University Architecture

Gibson Hall at Tulane as seen from Audubon Park.

So my sister (a visiting professor at Case [2016 UPDATE – she is now an Associate Professor of History at UNH]) sent me a link to a funny web-comic illustrating american collegiate architecture. This comic hits the nail on the head for a number of different styles of campuses across the country. Of course, because this is the media of a web-comic it only grazes the surface. One of the things that I have always found interesting about architecture is the ideas and concepts that a building can convey to the individual observer, and how institutions can co-opt these signs and signifiers to reinvent their identity and develop a new grammar of style. The other thing is that overtime the connotations of these buildings can get lost, and new un-trained observers start to create a new grammar of form. The interesting thing about this is that the untrained observations seem to have almost a viral growth factor. I think the best example of this from my experience is the original buildings on the campus of Tulane University. The oldest buildings are all ashlar limestone/marble in a Richardsonian Romanesque style, these buildings were the original natural science buildings on campus. Which makes sense because their stone skin evokes the classics and natural sciences which was the school’s specialty in the late 19th century. After a while the campus added two red brick buildings, which became the liberal arts and physics buildings. This makes sense based on the architecture as well, red-brick buildings/universities are associated with the new world and post-industrial society.

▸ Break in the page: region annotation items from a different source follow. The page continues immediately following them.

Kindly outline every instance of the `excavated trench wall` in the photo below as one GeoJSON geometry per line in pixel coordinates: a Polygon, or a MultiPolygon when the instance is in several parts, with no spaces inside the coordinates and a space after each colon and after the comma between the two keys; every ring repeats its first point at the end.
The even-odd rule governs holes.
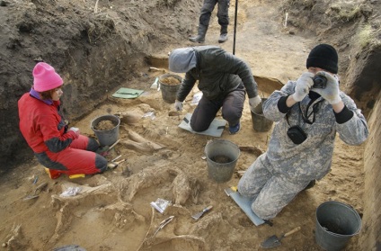
{"type": "Polygon", "coordinates": [[[368,120],[370,135],[364,152],[364,216],[360,235],[361,250],[381,250],[381,94],[368,120]]]}

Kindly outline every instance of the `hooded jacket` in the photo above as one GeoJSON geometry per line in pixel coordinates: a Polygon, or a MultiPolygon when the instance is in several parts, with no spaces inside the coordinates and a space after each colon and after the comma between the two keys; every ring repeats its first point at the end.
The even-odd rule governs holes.
{"type": "Polygon", "coordinates": [[[197,80],[203,96],[223,99],[228,93],[244,84],[249,98],[258,95],[257,83],[249,66],[217,46],[198,46],[196,67],[185,74],[177,93],[177,100],[183,102],[197,80]]]}

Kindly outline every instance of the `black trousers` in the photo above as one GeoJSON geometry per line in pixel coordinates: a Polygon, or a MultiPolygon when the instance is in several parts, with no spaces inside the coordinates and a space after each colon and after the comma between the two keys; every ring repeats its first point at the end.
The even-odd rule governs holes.
{"type": "Polygon", "coordinates": [[[245,94],[244,89],[239,88],[219,100],[202,97],[190,118],[191,129],[194,131],[204,131],[208,129],[221,107],[222,117],[229,126],[236,125],[242,117],[245,94]]]}

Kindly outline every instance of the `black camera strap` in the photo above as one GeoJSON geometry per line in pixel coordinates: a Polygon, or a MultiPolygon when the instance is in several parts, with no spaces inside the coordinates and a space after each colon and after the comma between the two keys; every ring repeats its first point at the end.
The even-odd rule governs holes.
{"type": "Polygon", "coordinates": [[[315,103],[314,103],[314,102],[315,101],[315,99],[312,99],[310,100],[310,102],[307,104],[307,107],[306,108],[306,112],[305,114],[303,114],[303,111],[302,111],[302,107],[300,106],[300,102],[298,103],[299,105],[299,111],[300,113],[302,114],[302,119],[303,121],[307,123],[307,124],[313,124],[315,121],[315,113],[317,112],[317,111],[319,110],[319,103],[322,103],[323,101],[324,101],[323,98],[321,100],[319,100],[318,102],[316,102],[315,103]],[[314,104],[313,104],[314,103],[314,104]],[[308,114],[308,110],[310,108],[310,106],[312,105],[312,111],[311,112],[308,114]],[[312,121],[309,120],[309,117],[311,117],[311,115],[314,114],[314,117],[312,119],[312,121]]]}

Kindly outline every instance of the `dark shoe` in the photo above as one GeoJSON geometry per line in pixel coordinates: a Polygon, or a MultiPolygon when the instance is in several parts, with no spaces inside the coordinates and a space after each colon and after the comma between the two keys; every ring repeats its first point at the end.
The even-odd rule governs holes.
{"type": "Polygon", "coordinates": [[[204,42],[207,31],[208,31],[208,26],[199,24],[198,35],[196,37],[190,38],[190,40],[191,40],[192,42],[199,42],[199,43],[204,42]]]}
{"type": "Polygon", "coordinates": [[[226,41],[227,41],[227,33],[223,33],[219,35],[218,42],[221,43],[226,41]]]}
{"type": "Polygon", "coordinates": [[[200,35],[197,35],[196,37],[190,38],[190,40],[192,42],[199,42],[202,43],[205,41],[205,37],[201,37],[200,35]]]}
{"type": "Polygon", "coordinates": [[[235,126],[229,126],[229,133],[235,134],[240,130],[240,129],[241,129],[241,124],[239,122],[235,126]]]}
{"type": "Polygon", "coordinates": [[[305,187],[305,189],[303,189],[303,191],[306,191],[306,190],[308,190],[308,189],[310,189],[310,188],[313,188],[315,184],[316,184],[316,181],[315,181],[315,180],[313,180],[313,181],[311,181],[311,182],[307,184],[307,186],[306,186],[306,187],[305,187]]]}

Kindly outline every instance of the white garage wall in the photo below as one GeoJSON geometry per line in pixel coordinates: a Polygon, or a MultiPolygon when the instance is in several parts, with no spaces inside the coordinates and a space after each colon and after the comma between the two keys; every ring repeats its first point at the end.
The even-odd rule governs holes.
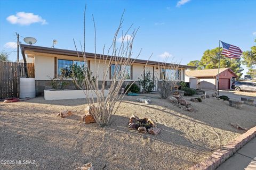
{"type": "Polygon", "coordinates": [[[54,57],[35,56],[35,80],[50,80],[54,78],[54,57]]]}

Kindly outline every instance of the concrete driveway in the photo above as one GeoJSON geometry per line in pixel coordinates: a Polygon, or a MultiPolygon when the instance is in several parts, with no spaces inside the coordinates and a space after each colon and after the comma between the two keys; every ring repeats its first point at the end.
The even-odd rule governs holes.
{"type": "Polygon", "coordinates": [[[216,170],[256,169],[256,138],[252,140],[216,170]]]}
{"type": "MultiPolygon", "coordinates": [[[[211,96],[212,94],[214,91],[214,90],[204,90],[207,94],[211,96]]],[[[241,100],[241,97],[246,97],[254,100],[254,104],[256,104],[256,92],[245,92],[245,91],[225,91],[220,90],[219,96],[225,95],[228,96],[230,99],[241,100]]]]}

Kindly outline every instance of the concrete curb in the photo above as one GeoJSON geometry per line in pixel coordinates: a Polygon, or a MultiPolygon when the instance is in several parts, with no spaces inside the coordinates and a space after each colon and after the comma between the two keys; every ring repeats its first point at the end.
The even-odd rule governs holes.
{"type": "Polygon", "coordinates": [[[214,170],[231,157],[238,150],[256,137],[256,126],[235,138],[233,141],[222,147],[205,160],[198,163],[188,170],[214,170]]]}

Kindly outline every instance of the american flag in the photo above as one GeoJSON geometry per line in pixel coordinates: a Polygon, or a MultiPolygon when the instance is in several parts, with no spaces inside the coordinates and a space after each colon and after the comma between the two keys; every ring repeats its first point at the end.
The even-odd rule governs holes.
{"type": "Polygon", "coordinates": [[[223,46],[222,55],[232,58],[239,58],[241,56],[243,52],[239,47],[222,41],[221,42],[223,46]]]}

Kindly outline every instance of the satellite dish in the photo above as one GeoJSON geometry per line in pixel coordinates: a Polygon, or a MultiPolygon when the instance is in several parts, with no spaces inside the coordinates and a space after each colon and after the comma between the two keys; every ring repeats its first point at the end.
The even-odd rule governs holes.
{"type": "Polygon", "coordinates": [[[26,43],[31,45],[36,42],[36,39],[33,37],[26,37],[24,38],[24,41],[25,41],[26,43]]]}
{"type": "Polygon", "coordinates": [[[55,39],[53,40],[52,40],[52,48],[54,48],[54,45],[57,44],[57,42],[58,42],[58,41],[57,41],[57,40],[55,40],[55,39]]]}

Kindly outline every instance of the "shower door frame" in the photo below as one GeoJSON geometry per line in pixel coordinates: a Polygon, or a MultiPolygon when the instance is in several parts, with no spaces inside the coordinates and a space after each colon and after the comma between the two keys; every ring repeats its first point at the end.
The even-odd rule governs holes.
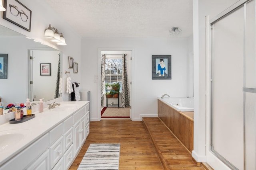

This language of buildings, which would have been evident to students 100 years ago, is lost on the population today. Instead, the student lead admission tours explain that these buildings don’t match the rest of the “front quad” because there was a mix-up in between Vanderbilt’s bricks and Tulane’s. This bit of canonical fallacy achieves a similar end result as the “real” reason – the University ends up claiming a piece of legitimacy as a liberal arts institution by comparing itself to a more prestigious school. As an interesting aside, this story of mixed up bricks (which would NEVER happen in real life and not result in a multimillion dollar lawsuit) seems to have propagated to so many different schools that it is hard to figure out where it started and how.